# 6.7 Integrals, exponential functions, and logarithms  (Page 2/4)

 Page 2 / 4

## Calculating derivatives of natural logarithms

Calculate the following derivatives:

1. $\frac{d}{dx}\text{ln}\left(5{x}^{3}-2\right)$
2. $\frac{d}{dx}{\left(\text{ln}\left(3x\right)\right)}^{2}$

We need to apply the chain rule in both cases.

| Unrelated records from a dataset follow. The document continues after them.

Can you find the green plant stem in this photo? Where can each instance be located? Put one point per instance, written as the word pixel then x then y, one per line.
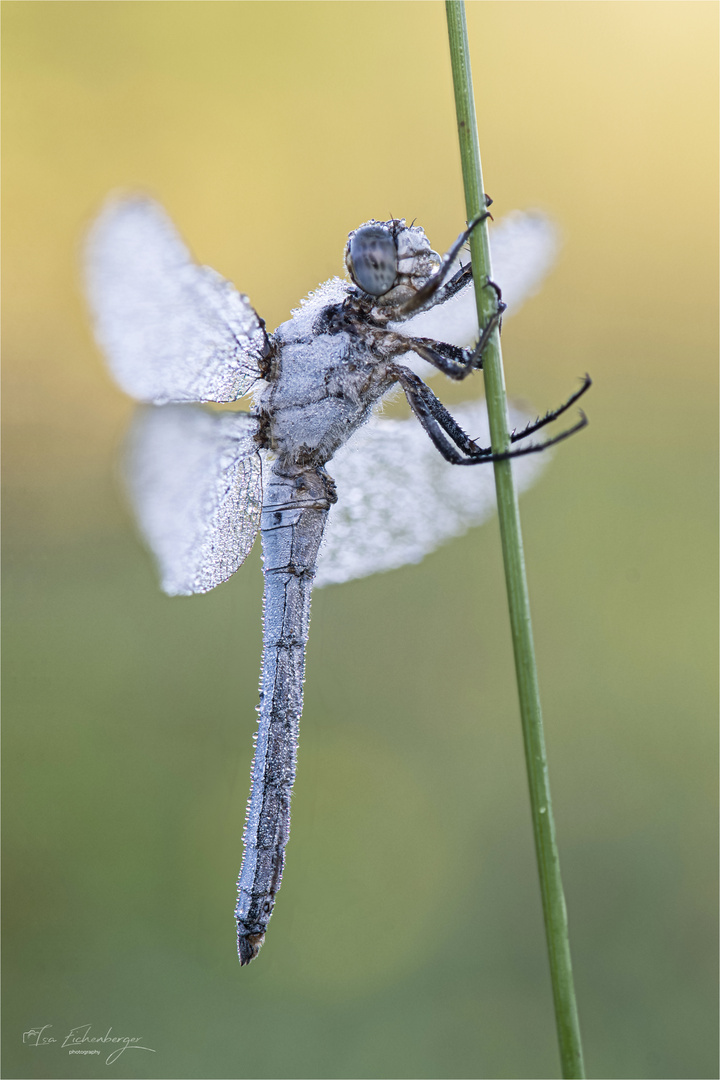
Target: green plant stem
pixel 543 823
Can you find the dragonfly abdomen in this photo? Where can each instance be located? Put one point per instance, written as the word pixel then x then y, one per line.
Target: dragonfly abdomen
pixel 294 515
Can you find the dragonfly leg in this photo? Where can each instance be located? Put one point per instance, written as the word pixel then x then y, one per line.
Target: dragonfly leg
pixel 552 414
pixel 449 437
pixel 451 360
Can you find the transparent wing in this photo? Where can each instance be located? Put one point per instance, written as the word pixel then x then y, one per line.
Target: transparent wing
pixel 172 331
pixel 195 484
pixel 398 499
pixel 524 248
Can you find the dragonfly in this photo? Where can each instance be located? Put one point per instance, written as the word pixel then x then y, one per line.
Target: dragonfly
pixel 204 482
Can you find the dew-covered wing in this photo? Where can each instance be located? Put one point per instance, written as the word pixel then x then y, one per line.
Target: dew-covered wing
pixel 398 499
pixel 524 247
pixel 195 484
pixel 172 331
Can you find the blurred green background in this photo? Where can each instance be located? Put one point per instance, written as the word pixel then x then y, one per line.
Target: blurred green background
pixel 407 937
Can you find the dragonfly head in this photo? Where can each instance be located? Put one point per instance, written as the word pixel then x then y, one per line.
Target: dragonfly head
pixel 390 260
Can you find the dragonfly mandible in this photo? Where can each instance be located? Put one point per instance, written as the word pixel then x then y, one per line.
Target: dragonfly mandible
pixel 204 483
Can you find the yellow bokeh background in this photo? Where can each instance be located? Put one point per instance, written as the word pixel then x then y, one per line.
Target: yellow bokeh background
pixel 407 939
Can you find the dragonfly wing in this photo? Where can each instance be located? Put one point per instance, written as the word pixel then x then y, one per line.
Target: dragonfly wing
pixel 195 482
pixel 173 331
pixel 399 499
pixel 524 248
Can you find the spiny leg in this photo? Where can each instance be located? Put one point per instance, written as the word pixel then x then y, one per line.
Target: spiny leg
pixel 552 414
pixel 454 362
pixel 445 431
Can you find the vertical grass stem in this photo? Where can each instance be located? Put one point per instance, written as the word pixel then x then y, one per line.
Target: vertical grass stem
pixel 548 864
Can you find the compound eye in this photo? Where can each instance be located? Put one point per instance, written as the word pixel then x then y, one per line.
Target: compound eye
pixel 374 259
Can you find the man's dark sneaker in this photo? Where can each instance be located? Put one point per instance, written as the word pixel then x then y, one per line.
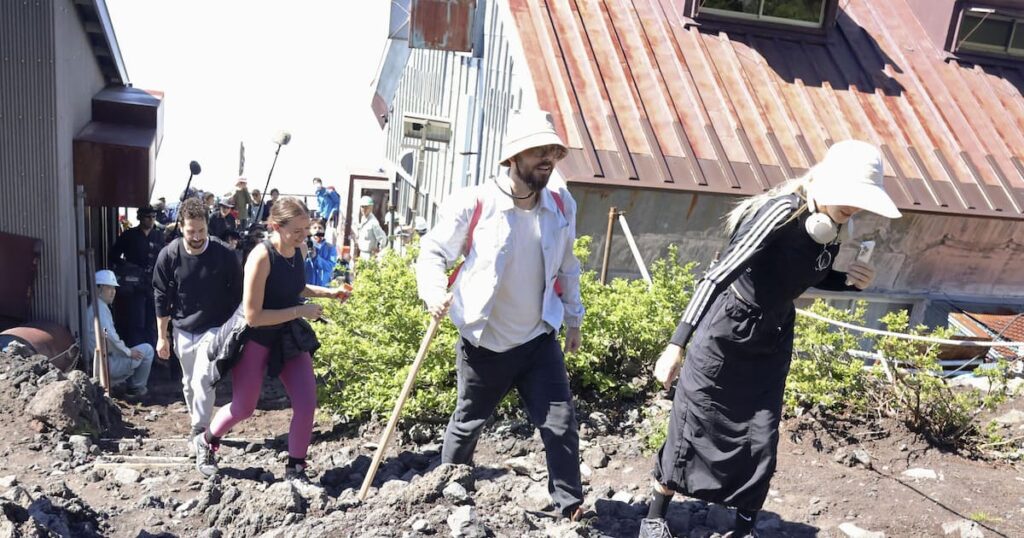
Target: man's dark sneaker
pixel 732 534
pixel 297 471
pixel 206 455
pixel 654 528
pixel 136 391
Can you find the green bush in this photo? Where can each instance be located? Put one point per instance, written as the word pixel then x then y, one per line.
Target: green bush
pixel 627 326
pixel 366 355
pixel 822 375
pixel 909 387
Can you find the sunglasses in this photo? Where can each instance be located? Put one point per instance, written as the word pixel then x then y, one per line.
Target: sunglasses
pixel 556 152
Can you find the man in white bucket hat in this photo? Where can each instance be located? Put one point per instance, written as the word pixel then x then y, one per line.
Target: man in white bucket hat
pixel 370 237
pixel 128 366
pixel 519 285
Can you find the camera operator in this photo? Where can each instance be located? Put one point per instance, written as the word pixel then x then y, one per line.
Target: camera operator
pixel 132 258
pixel 322 256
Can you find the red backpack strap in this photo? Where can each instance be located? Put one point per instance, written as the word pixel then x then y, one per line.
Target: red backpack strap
pixel 558 202
pixel 473 220
pixel 561 209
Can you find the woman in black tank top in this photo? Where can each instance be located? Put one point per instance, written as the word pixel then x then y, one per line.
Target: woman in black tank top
pixel 280 341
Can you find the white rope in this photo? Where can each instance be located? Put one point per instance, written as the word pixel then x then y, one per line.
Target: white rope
pixel 636 251
pixel 915 337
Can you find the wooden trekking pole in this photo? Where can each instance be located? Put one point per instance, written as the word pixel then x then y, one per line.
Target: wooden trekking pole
pixel 406 389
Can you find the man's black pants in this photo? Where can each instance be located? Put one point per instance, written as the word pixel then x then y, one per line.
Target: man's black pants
pixel 537 370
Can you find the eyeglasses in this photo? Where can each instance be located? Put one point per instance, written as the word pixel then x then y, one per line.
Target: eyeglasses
pixel 556 152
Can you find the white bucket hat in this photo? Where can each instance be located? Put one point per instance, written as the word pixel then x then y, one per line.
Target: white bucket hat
pixel 851 174
pixel 529 128
pixel 105 278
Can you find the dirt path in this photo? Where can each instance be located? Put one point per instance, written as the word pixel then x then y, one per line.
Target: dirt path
pixel 139 482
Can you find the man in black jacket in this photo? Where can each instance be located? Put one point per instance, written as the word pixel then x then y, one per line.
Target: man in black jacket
pixel 197 285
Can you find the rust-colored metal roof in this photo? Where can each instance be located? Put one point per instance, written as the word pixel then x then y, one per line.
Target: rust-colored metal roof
pixel 648 99
pixel 1009 326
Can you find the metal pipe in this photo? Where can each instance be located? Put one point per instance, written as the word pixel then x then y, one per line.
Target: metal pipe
pixel 636 251
pixel 612 211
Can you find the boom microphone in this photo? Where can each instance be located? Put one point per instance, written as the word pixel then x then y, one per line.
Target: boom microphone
pixel 194 169
pixel 283 137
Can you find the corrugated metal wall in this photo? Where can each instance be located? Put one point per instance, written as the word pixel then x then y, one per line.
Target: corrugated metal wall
pixel 47 78
pixel 79 78
pixel 474 92
pixel 28 140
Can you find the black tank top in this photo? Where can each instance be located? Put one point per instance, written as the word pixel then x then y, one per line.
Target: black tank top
pixel 286 281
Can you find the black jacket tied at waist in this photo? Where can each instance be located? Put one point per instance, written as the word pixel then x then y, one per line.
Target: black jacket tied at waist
pixel 286 341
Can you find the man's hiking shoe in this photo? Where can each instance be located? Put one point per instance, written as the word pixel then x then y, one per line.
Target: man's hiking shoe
pixel 654 528
pixel 206 455
pixel 296 472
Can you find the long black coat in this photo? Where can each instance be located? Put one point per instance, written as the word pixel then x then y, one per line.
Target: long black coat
pixel 723 432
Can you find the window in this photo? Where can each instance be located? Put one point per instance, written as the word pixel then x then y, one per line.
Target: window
pixel 984 31
pixel 800 12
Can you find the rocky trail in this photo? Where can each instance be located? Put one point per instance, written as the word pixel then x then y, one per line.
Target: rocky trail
pixel 76 463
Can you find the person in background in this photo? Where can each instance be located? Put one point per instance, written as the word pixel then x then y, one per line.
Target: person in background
pixel 328 202
pixel 243 201
pixel 738 330
pixel 274 194
pixel 276 341
pixel 163 215
pixel 223 220
pixel 321 258
pixel 132 257
pixel 370 237
pixel 210 201
pixel 197 285
pixel 257 199
pixel 127 366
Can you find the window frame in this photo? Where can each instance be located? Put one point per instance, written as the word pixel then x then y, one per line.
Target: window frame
pixel 958 46
pixel 721 17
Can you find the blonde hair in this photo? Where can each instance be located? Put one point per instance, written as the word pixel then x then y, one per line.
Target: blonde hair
pixel 752 204
pixel 286 209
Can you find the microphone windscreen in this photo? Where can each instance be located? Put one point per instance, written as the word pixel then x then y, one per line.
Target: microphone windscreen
pixel 283 137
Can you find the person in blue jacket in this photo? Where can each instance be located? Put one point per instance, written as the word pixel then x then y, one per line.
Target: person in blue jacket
pixel 322 257
pixel 328 202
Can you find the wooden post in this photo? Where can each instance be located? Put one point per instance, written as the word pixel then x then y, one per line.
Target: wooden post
pixel 612 211
pixel 393 422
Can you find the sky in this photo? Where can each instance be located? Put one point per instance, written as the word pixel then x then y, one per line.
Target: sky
pixel 236 71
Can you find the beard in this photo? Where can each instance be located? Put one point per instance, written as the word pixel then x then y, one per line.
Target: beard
pixel 536 179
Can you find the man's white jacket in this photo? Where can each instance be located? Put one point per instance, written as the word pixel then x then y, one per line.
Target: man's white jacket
pixel 474 290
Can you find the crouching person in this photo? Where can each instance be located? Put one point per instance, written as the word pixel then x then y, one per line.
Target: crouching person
pixel 268 336
pixel 128 366
pixel 519 284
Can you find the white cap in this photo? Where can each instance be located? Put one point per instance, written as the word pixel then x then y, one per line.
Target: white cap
pixel 105 278
pixel 531 128
pixel 851 174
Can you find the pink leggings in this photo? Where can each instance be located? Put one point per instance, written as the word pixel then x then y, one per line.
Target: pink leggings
pixel 247 380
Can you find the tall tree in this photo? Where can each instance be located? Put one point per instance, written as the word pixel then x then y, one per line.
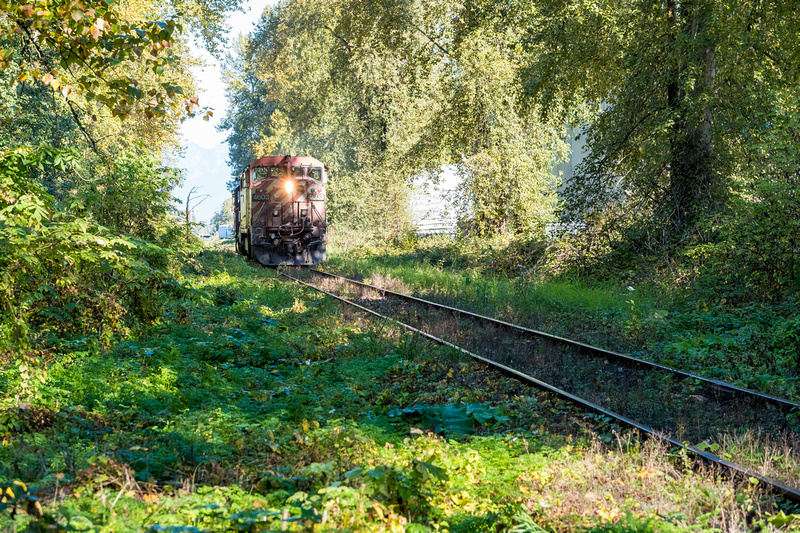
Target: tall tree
pixel 389 90
pixel 678 91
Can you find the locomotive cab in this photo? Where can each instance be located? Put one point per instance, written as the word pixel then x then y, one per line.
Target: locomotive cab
pixel 281 211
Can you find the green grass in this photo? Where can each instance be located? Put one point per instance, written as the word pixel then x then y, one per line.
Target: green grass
pixel 254 405
pixel 752 346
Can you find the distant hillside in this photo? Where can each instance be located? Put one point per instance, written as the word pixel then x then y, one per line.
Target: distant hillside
pixel 207 169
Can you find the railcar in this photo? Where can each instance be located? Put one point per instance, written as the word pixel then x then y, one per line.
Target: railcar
pixel 279 211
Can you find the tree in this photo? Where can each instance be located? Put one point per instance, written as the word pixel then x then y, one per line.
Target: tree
pixel 677 92
pixel 385 91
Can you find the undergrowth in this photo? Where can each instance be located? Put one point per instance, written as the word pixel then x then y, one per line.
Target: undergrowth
pixel 749 344
pixel 252 404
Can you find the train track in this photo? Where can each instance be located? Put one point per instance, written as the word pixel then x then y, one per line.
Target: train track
pixel 720 387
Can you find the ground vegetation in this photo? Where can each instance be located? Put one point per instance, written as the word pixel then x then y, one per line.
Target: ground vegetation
pixel 256 405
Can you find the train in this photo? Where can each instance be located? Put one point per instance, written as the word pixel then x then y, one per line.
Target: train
pixel 279 211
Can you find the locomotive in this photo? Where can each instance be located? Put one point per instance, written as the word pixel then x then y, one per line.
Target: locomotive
pixel 279 211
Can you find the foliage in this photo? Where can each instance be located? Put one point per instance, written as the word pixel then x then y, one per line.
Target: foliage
pixel 384 93
pixel 135 198
pixel 63 273
pixel 86 43
pixel 679 92
pixel 721 335
pixel 451 417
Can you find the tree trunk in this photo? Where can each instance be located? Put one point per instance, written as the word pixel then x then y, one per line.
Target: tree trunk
pixel 692 187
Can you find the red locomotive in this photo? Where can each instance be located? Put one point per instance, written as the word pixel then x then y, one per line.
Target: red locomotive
pixel 279 211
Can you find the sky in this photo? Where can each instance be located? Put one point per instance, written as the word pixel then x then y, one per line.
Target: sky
pixel 205 160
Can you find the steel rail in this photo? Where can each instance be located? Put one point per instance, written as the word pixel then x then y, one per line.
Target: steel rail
pixel 627 360
pixel 789 493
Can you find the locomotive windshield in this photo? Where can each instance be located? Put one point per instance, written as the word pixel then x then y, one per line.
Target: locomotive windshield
pixel 315 173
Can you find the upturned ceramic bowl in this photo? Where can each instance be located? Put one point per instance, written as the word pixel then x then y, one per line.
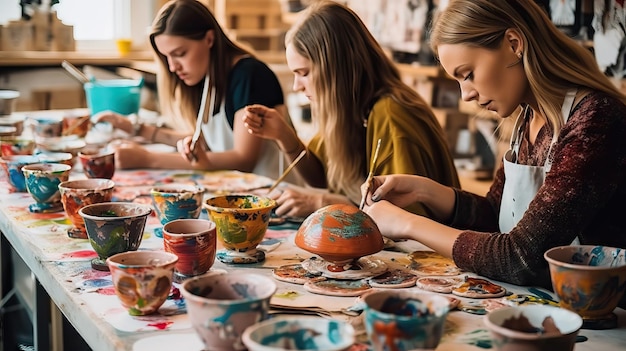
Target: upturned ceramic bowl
pixel 222 305
pixel 527 328
pixel 12 170
pixel 142 279
pixel 42 182
pixel 299 333
pixel 78 193
pixel 404 319
pixel 339 234
pixel 176 201
pixel 241 220
pixel 589 280
pixel 114 227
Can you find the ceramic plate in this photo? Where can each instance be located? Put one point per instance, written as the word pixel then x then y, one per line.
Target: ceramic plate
pixel 394 279
pixel 295 273
pixel 367 267
pixel 427 263
pixel 336 287
pixel 438 284
pixel 479 288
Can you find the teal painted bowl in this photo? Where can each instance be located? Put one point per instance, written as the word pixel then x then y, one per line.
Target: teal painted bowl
pixel 404 320
pixel 42 182
pixel 114 227
pixel 299 333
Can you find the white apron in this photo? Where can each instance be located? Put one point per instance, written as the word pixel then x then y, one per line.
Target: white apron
pixel 220 137
pixel 522 181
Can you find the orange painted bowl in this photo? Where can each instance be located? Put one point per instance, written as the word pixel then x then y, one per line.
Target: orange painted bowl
pixel 142 279
pixel 339 234
pixel 241 220
pixel 589 280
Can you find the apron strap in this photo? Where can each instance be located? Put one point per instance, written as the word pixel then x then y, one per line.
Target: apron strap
pixel 566 108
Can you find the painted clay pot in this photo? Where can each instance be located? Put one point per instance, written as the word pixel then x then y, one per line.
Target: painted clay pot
pixel 221 306
pixel 589 280
pixel 404 319
pixel 76 194
pixel 339 234
pixel 97 163
pixel 176 201
pixel 194 242
pixel 42 182
pixel 12 145
pixel 142 279
pixel 12 170
pixel 114 227
pixel 299 333
pixel 241 221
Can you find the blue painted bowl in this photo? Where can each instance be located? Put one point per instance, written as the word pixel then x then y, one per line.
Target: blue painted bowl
pixel 589 280
pixel 221 306
pixel 12 169
pixel 404 320
pixel 42 182
pixel 299 333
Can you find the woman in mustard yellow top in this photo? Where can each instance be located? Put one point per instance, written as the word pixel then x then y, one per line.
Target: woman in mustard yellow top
pixel 357 97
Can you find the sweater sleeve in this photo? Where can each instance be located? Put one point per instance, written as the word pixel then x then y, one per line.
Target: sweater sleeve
pixel 581 196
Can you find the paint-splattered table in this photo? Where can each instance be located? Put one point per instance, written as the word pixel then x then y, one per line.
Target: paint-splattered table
pixel 85 296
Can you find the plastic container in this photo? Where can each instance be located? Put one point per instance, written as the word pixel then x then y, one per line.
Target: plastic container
pixel 119 95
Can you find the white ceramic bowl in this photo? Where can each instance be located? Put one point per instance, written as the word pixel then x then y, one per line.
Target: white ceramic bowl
pixel 299 333
pixel 504 338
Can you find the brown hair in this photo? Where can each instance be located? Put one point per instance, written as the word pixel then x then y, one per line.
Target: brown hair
pixel 191 19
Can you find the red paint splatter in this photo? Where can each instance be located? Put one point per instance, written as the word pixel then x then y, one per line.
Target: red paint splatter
pixel 106 291
pixel 160 325
pixel 80 254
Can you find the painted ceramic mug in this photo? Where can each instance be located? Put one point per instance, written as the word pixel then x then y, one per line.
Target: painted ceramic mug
pixel 97 164
pixel 76 194
pixel 114 227
pixel 142 279
pixel 12 170
pixel 241 221
pixel 176 201
pixel 221 306
pixel 42 182
pixel 404 320
pixel 193 241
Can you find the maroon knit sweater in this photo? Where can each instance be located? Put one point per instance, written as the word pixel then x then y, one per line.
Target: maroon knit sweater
pixel 583 195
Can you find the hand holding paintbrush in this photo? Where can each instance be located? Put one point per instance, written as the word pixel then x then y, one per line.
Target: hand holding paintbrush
pixel 368 180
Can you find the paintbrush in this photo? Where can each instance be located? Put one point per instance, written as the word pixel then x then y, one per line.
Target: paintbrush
pixel 368 180
pixel 286 172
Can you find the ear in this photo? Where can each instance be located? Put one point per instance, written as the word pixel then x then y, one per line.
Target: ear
pixel 209 37
pixel 514 40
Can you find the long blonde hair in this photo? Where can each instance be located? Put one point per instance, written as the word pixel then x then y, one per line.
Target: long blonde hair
pixel 553 62
pixel 349 73
pixel 191 19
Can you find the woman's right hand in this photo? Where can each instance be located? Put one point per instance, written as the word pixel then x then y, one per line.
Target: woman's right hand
pixel 115 119
pixel 399 189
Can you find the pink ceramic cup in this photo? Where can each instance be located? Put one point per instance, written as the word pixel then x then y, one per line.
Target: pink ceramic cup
pixel 194 242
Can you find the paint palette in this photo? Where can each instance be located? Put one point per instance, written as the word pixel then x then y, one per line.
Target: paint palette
pixel 364 267
pixel 429 263
pixel 338 287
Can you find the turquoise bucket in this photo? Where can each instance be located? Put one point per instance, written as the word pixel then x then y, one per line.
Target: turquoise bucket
pixel 118 95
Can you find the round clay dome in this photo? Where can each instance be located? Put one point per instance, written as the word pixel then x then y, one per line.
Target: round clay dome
pixel 339 233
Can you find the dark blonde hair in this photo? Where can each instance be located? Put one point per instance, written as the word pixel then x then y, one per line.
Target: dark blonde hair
pixel 349 73
pixel 552 61
pixel 191 19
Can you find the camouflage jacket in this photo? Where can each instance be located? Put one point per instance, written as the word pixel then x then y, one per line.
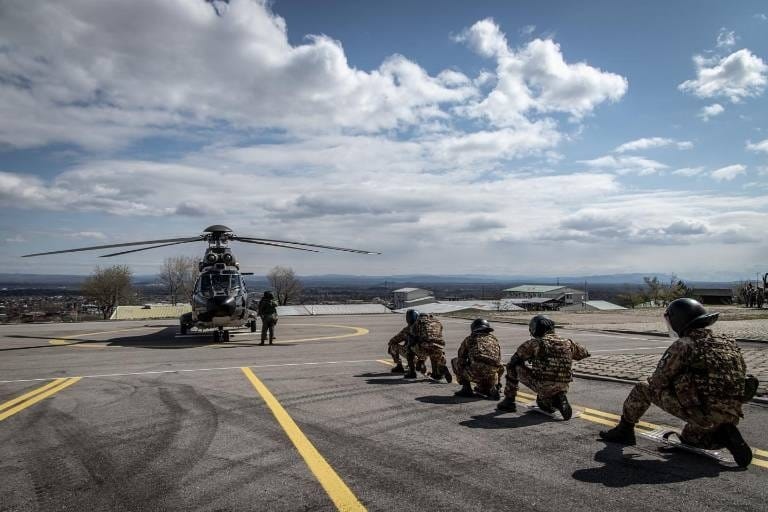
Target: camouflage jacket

1. $\frac{d}{dx}\text{ln}\left(5{x}^{3}-2\right)=\frac{15{x}^{2}}{5{x}^{3}-2}$
2. $\frac{d}{dx}{\left(\text{ln}\left(3x\right)\right)}^{2}=\frac{2\left(\text{ln}\left(3x\right)\right)·3}{3x}=\frac{2\left(\text{ln}\left(3x\right)\right)}{x}$

Calculate the following derivatives:

1. $\frac{d}{dx}\text{ln}\left(2{x}^{2}+x\right)$
2. $\frac{d}{dx}{\left(\text{ln}\left({x}^{3}\right)\right)}^{2}$
1. $\frac{d}{dx}\text{ln}\left(2{x}^{2}+x\right)=\frac{4x+1}{2{x}^{2}+x}$
2. $\frac{d}{dx}{\left(\text{ln}\left({x}^{3}\right)\right)}^{2}=\frac{6\phantom{\rule{0.2em}{0ex}}\text{ln}\left({x}^{3}\right)}{x}$

Note that if we use the absolute value function and create a new function $\text{ln}\phantom{\rule{0.2em}{0ex}}|x|,$ we can extend the domain of the natural logarithm to include $x<0.$ Then $\left(d\text{/}\left(dx\right)\right)\text{ln}\phantom{\rule{0.2em}{0ex}}|x|=1\text{/}x.$ This gives rise to the familiar integration formula.

## Integral of (1/ u ) du

The natural logarithm is the antiderivative of the function $f\left(u\right)=1\text{/}u\text{:}$

$\int \frac{1}{u}du=\text{ln}\phantom{\rule{0.2em}{0ex}}|u|+C.$

## Calculating integrals involving natural logarithms

Calculate the integral $\int \frac{x}{{x}^{2}+4}dx.$

Using $u$ -substitution, let $u={x}^{2}+4.$ Then $du=2x\phantom{\rule{0.2em}{0ex}}dx$ and we have

$\int \frac{x}{{x}^{2}+4}dx=\frac{1}{2}\int \frac{1}{u}du\frac{1}{2}\text{ln}\phantom{\rule{0.2em}{0ex}}|u|+C=\frac{1}{2}\text{ln}\phantom{\rule{0.2em}{0ex}}|{x}^{2}+4|+C=\frac{1}{2}\text{ln}\left({x}^{2}+4\right)+C.$

Calculate the integral $\int \frac{{x}^{2}}{{x}^{3}+6}dx.$

$\int \frac{{x}^{2}}{{x}^{3}+6}dx=\frac{1}{3}\text{ln}\phantom{\rule{0.2em}{0ex}}|{x}^{3}+6|+C$

Although we have called our function a “logarithm,” we have not actually proved that any of the properties of logarithms hold for this function. We do so here.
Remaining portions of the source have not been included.